Posted on: August 1, 2023, 08:18h. 

Last updated on: August 1, 2023, 08:18h.

International Game Technology (IGT) refuses to back down in its battle against the UK and the National Lottery, but despite its efforts, it has consistently lost. The global gambling technology company has tried multiple times to fight the UK’s decision to hand over the Lottery to Allwyn, but has been unsuccessful in each attempt.

A UK National Lottery sign hangs over a vendor's store
A UK National Lottery sign hangs over a vendor’s store. IGT has lost a lawsuit that challenged the decision to award the National Lottery license to Allwyn. (Image: Reuters)

Both Camelot UK and IGT, the parties behind the National Lottery, initially appealed against the UKGC’s selection of Allwyn as the fourth NL licensee in September 2021. While Camelot later withdrew its claim, IGT, as its technology partner, continued the fight.

In a setback for IGT, the High Court of England and Wales has rejected its latest legal challenge. Following the court’s decision, the UK Gambling Commission (UKGC) has reiterated its commitment to ensuring a smooth transition, putting an end to another chapter of lottery litigation.

A Challenging Journey

In September 2022, the original accusations were dropped, and Camelot withdrew its claim against the UKGC. However, IGT persisted and filed another legal action against the Gaming Commission’s ruling in January 2023.

IGT took a different approach this time, accusing the regulator of human rights violations. The company argued that the turnover of the lottery cost them up to £600 million (US$713.52 million).

Following the High Court’s decision, IGT’s second case has been dismissed. The justices ruled that the company lacked the necessary standing to take legal action against the UKGC. As a result, the case has been thrown out, denying IGT the opportunity to seek compensation for the harm it believes the decision caused.

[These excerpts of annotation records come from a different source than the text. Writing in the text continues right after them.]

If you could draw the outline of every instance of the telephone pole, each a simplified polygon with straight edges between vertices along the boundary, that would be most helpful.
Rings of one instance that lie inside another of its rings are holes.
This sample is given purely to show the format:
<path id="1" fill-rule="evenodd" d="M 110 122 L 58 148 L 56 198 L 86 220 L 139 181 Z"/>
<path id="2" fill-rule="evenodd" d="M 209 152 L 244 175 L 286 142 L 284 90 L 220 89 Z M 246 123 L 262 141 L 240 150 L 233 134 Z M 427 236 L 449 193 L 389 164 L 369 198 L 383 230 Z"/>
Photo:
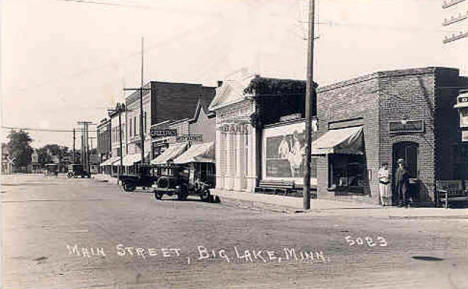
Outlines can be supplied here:
<path id="1" fill-rule="evenodd" d="M 75 163 L 75 129 L 73 129 L 73 164 Z"/>
<path id="2" fill-rule="evenodd" d="M 305 175 L 304 175 L 304 189 L 303 189 L 303 207 L 304 210 L 310 209 L 310 171 L 312 161 L 312 114 L 316 98 L 314 83 L 314 12 L 315 0 L 309 0 L 309 35 L 307 45 L 307 83 L 306 83 L 306 99 L 305 99 L 305 133 L 306 133 L 306 147 L 305 147 Z"/>
<path id="3" fill-rule="evenodd" d="M 151 90 L 151 88 L 143 88 L 143 61 L 144 61 L 144 38 L 141 38 L 141 82 L 139 88 L 124 88 L 124 90 L 139 90 L 140 91 L 140 140 L 141 140 L 141 164 L 145 162 L 145 130 L 143 127 L 143 90 Z"/>

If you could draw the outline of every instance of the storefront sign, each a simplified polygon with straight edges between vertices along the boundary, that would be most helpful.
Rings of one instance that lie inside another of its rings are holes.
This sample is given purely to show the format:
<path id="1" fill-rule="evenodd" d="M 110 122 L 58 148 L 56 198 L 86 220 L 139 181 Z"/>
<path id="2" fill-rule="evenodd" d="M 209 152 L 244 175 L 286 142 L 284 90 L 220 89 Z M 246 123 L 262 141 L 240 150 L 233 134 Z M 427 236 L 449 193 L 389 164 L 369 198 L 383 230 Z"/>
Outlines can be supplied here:
<path id="1" fill-rule="evenodd" d="M 301 116 L 302 115 L 300 113 L 288 114 L 288 115 L 280 117 L 280 121 L 290 121 L 290 120 L 300 119 Z"/>
<path id="2" fill-rule="evenodd" d="M 181 135 L 176 138 L 176 142 L 187 142 L 187 141 L 195 141 L 195 142 L 202 142 L 203 135 L 201 134 L 186 134 Z"/>
<path id="3" fill-rule="evenodd" d="M 235 107 L 229 107 L 216 113 L 218 121 L 224 122 L 227 120 L 235 120 L 241 117 L 248 117 L 252 113 L 251 104 L 249 102 L 238 104 Z"/>
<path id="4" fill-rule="evenodd" d="M 468 130 L 462 130 L 462 142 L 468 142 Z"/>
<path id="5" fill-rule="evenodd" d="M 424 132 L 423 120 L 401 120 L 390 122 L 390 133 Z"/>
<path id="6" fill-rule="evenodd" d="M 150 130 L 151 137 L 166 137 L 166 136 L 177 136 L 176 129 L 157 129 L 151 128 Z"/>
<path id="7" fill-rule="evenodd" d="M 249 126 L 247 124 L 224 124 L 218 127 L 223 133 L 233 134 L 249 134 Z"/>

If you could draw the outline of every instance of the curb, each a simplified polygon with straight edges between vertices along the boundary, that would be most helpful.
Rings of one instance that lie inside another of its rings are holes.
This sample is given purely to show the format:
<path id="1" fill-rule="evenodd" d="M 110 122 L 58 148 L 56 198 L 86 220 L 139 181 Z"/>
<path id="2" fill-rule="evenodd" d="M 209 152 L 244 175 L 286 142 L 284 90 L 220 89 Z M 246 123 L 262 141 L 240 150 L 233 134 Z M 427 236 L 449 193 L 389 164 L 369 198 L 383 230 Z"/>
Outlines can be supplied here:
<path id="1" fill-rule="evenodd" d="M 468 219 L 467 214 L 461 215 L 395 215 L 394 213 L 383 213 L 383 209 L 317 209 L 312 211 L 304 211 L 303 209 L 293 208 L 288 206 L 281 206 L 276 204 L 265 203 L 261 201 L 247 201 L 242 199 L 235 199 L 229 197 L 220 197 L 221 204 L 227 207 L 236 207 L 241 209 L 248 209 L 253 211 L 268 211 L 273 213 L 283 213 L 283 214 L 294 214 L 294 215 L 304 215 L 304 216 L 314 216 L 314 217 L 372 217 L 372 218 L 381 218 L 381 219 L 392 219 L 392 220 L 417 220 L 417 219 Z M 356 210 L 365 213 L 357 213 Z M 370 212 L 378 210 L 378 214 L 372 214 Z M 382 213 L 380 213 L 382 212 Z"/>

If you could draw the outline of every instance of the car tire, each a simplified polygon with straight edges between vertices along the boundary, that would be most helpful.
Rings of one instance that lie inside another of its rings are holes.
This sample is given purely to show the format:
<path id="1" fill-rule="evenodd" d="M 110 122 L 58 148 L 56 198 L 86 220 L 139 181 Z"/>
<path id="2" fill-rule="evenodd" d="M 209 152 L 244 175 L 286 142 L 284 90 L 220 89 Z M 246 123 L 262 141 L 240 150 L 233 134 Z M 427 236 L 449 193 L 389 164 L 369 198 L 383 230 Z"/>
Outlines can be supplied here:
<path id="1" fill-rule="evenodd" d="M 133 192 L 136 189 L 136 185 L 131 182 L 123 183 L 124 191 Z"/>
<path id="2" fill-rule="evenodd" d="M 158 188 L 168 189 L 169 188 L 169 179 L 161 177 L 156 182 L 156 185 L 158 186 Z"/>
<path id="3" fill-rule="evenodd" d="M 156 198 L 156 200 L 161 200 L 163 195 L 164 193 L 161 191 L 154 191 L 154 197 Z"/>
<path id="4" fill-rule="evenodd" d="M 201 194 L 200 194 L 200 199 L 201 199 L 203 202 L 209 202 L 210 199 L 211 199 L 210 190 L 204 190 L 203 192 L 201 192 Z"/>
<path id="5" fill-rule="evenodd" d="M 187 200 L 187 197 L 188 197 L 188 190 L 187 190 L 187 187 L 186 186 L 182 186 L 180 188 L 180 191 L 177 193 L 177 199 L 179 201 L 185 201 Z"/>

Although this may not be the end of the legal issues surrounding the decision to award Allwyn control of the National Lottery, there is still another case involving The New Lottery Company (TNLC), a venture created by billionaire Richard Desmond specifically to compete for the license. TNLC has also contested the decision to grant Allwyn the license.

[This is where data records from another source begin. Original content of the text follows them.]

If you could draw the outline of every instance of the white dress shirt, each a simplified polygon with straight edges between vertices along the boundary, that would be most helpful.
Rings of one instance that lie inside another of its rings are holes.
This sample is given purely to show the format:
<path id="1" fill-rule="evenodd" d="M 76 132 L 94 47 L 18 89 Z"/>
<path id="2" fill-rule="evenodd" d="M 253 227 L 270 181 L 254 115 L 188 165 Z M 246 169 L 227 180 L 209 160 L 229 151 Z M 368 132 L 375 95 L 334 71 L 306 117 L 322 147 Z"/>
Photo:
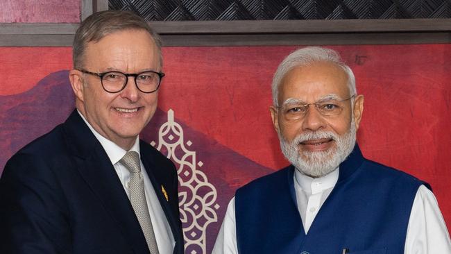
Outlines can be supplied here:
<path id="1" fill-rule="evenodd" d="M 96 130 L 94 130 L 92 126 L 91 126 L 91 125 L 87 122 L 87 121 L 86 121 L 83 115 L 81 115 L 79 111 L 78 114 L 80 114 L 81 118 L 83 118 L 92 133 L 94 133 L 94 136 L 96 136 L 96 138 L 99 140 L 100 144 L 103 147 L 103 149 L 105 149 L 106 154 L 108 155 L 111 163 L 114 167 L 114 170 L 116 171 L 116 173 L 117 173 L 117 176 L 121 180 L 121 183 L 122 183 L 124 190 L 127 194 L 128 198 L 130 198 L 130 191 L 128 190 L 130 172 L 122 164 L 119 162 L 122 158 L 122 157 L 125 155 L 127 151 L 97 133 Z M 136 141 L 135 142 L 133 146 L 130 149 L 130 151 L 135 151 L 137 152 L 138 154 L 139 154 L 139 157 L 141 157 L 141 153 L 139 153 L 139 137 L 136 137 Z M 142 162 L 140 162 L 141 172 L 144 180 L 144 192 L 146 193 L 146 201 L 147 202 L 147 206 L 148 208 L 151 220 L 152 221 L 152 226 L 153 227 L 155 237 L 158 246 L 158 251 L 160 253 L 172 253 L 173 251 L 174 246 L 176 245 L 176 242 L 174 240 L 173 235 L 172 235 L 171 226 L 169 226 L 169 223 L 166 218 L 164 212 L 163 212 L 163 209 L 160 204 L 160 201 L 158 201 L 157 194 L 155 194 L 155 189 L 152 186 L 152 183 L 148 178 L 146 169 L 144 168 Z"/>
<path id="2" fill-rule="evenodd" d="M 339 169 L 312 178 L 295 170 L 294 186 L 298 209 L 307 234 L 318 211 L 339 177 Z M 235 197 L 227 208 L 212 254 L 237 254 Z M 443 217 L 432 192 L 421 185 L 415 196 L 409 219 L 405 254 L 451 253 L 451 241 Z"/>

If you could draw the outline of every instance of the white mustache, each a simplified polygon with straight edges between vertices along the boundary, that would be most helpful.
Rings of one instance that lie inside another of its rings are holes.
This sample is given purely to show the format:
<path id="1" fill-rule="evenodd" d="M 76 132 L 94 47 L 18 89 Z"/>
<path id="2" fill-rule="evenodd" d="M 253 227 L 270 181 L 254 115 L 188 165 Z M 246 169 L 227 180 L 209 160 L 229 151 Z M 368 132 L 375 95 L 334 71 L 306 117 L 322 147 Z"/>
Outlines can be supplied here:
<path id="1" fill-rule="evenodd" d="M 305 141 L 320 139 L 332 139 L 337 141 L 339 137 L 330 131 L 315 131 L 298 135 L 293 140 L 293 144 L 300 144 Z"/>

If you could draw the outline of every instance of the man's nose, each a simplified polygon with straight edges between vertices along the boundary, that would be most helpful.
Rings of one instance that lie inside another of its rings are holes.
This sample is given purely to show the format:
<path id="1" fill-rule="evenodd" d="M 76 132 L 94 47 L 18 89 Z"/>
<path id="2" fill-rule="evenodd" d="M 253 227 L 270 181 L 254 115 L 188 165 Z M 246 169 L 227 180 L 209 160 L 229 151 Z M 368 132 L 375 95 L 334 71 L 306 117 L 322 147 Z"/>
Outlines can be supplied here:
<path id="1" fill-rule="evenodd" d="M 139 90 L 135 83 L 135 77 L 129 76 L 125 88 L 121 91 L 121 96 L 126 98 L 130 102 L 137 101 L 139 97 Z"/>
<path id="2" fill-rule="evenodd" d="M 326 121 L 315 105 L 310 104 L 308 107 L 303 119 L 303 130 L 316 131 L 325 128 Z"/>

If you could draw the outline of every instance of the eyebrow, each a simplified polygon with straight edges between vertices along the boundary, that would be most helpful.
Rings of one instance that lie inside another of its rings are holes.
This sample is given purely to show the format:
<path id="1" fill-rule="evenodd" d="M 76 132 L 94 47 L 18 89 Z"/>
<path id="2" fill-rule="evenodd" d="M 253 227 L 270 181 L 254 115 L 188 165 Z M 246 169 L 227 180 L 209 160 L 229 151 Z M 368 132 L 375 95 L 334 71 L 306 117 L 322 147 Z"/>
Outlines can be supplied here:
<path id="1" fill-rule="evenodd" d="M 341 97 L 335 94 L 329 94 L 324 95 L 321 97 L 319 98 L 316 101 L 314 102 L 314 103 L 321 103 L 324 101 L 330 101 L 330 100 L 341 100 Z M 282 106 L 284 106 L 286 105 L 291 105 L 291 104 L 302 104 L 302 105 L 305 105 L 308 104 L 306 101 L 304 101 L 303 100 L 300 100 L 299 99 L 296 98 L 289 98 L 284 101 L 284 103 L 282 104 Z"/>
<path id="2" fill-rule="evenodd" d="M 116 69 L 116 68 L 107 67 L 107 68 L 105 69 L 105 70 L 104 71 L 102 71 L 101 73 L 105 73 L 105 72 L 110 72 L 110 71 L 122 72 L 123 74 L 140 74 L 140 73 L 143 73 L 143 72 L 146 72 L 146 71 L 155 71 L 155 72 L 158 72 L 158 71 L 155 71 L 155 70 L 153 70 L 153 69 L 142 69 L 142 70 L 141 70 L 141 71 L 137 71 L 137 72 L 128 73 L 128 72 L 124 71 L 123 71 L 123 70 L 117 69 Z"/>

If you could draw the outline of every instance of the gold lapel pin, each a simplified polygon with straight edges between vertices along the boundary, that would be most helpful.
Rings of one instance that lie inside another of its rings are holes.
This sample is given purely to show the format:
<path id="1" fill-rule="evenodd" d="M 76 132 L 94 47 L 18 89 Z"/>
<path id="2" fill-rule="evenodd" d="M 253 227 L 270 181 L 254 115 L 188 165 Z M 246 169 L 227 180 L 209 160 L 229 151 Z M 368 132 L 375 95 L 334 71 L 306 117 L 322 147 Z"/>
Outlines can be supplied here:
<path id="1" fill-rule="evenodd" d="M 164 189 L 164 187 L 163 185 L 161 185 L 161 191 L 163 192 L 163 195 L 164 195 L 164 198 L 166 198 L 167 201 L 169 201 L 169 198 L 167 196 L 167 192 L 166 192 L 166 189 Z"/>

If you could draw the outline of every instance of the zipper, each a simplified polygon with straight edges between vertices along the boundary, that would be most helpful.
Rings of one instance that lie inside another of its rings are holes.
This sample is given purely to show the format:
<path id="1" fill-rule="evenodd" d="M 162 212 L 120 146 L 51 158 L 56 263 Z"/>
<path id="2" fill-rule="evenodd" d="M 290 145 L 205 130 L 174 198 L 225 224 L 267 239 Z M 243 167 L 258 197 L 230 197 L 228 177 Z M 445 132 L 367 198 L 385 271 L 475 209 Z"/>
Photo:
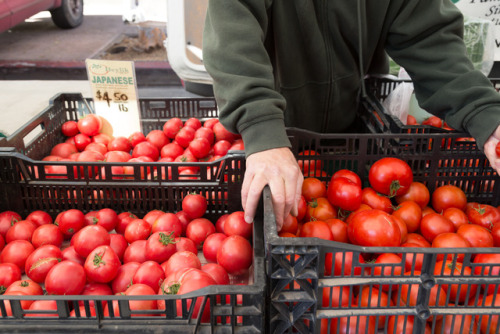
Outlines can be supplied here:
<path id="1" fill-rule="evenodd" d="M 323 40 L 325 43 L 325 51 L 326 51 L 326 61 L 327 61 L 327 71 L 328 71 L 328 90 L 326 94 L 326 105 L 325 110 L 323 110 L 323 124 L 321 125 L 321 132 L 326 132 L 328 129 L 328 112 L 330 110 L 330 104 L 333 96 L 333 85 L 332 85 L 332 67 L 333 67 L 333 52 L 332 52 L 332 37 L 329 33 L 329 20 L 328 20 L 328 3 L 329 1 L 321 1 L 323 4 L 323 10 L 320 12 L 323 13 L 323 19 L 321 22 L 321 28 L 323 32 Z"/>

UKGC’s Commitment to Fairness

With several lottery lawsuits now resolved, the UKGC has reaffirmed its dedication to fair play in the tender process. The commission emphasized that its thorough investigation into the licensees was conducted diligently and in full compliance with legal regulations.

By granting the regulator the authority to appoint a capable operator and protect consumers’ interests, a balanced environment has been achieved. However, to maintain this level of professional oversight, the UKGC allegedly used £155 million (US$198.71 million) from lottery ticket sales to cover expenses.

Furthermore, the UKGC reiterated its commitment to efficiently manage the National Lottery. It promises to prioritize optimizing assistance to deserving causes and making a positive social impact through innovative fundraising endeavors.

In February of next year, Allwyn is set to take over the operation of the National Lottery for the next decade, officially concluding Camelot UK’s tenure. With the acquisition of Camelot Lottery Systems, Allwyn has successfully met all the necessary legal and regulatory requirements to assume control of the former operator.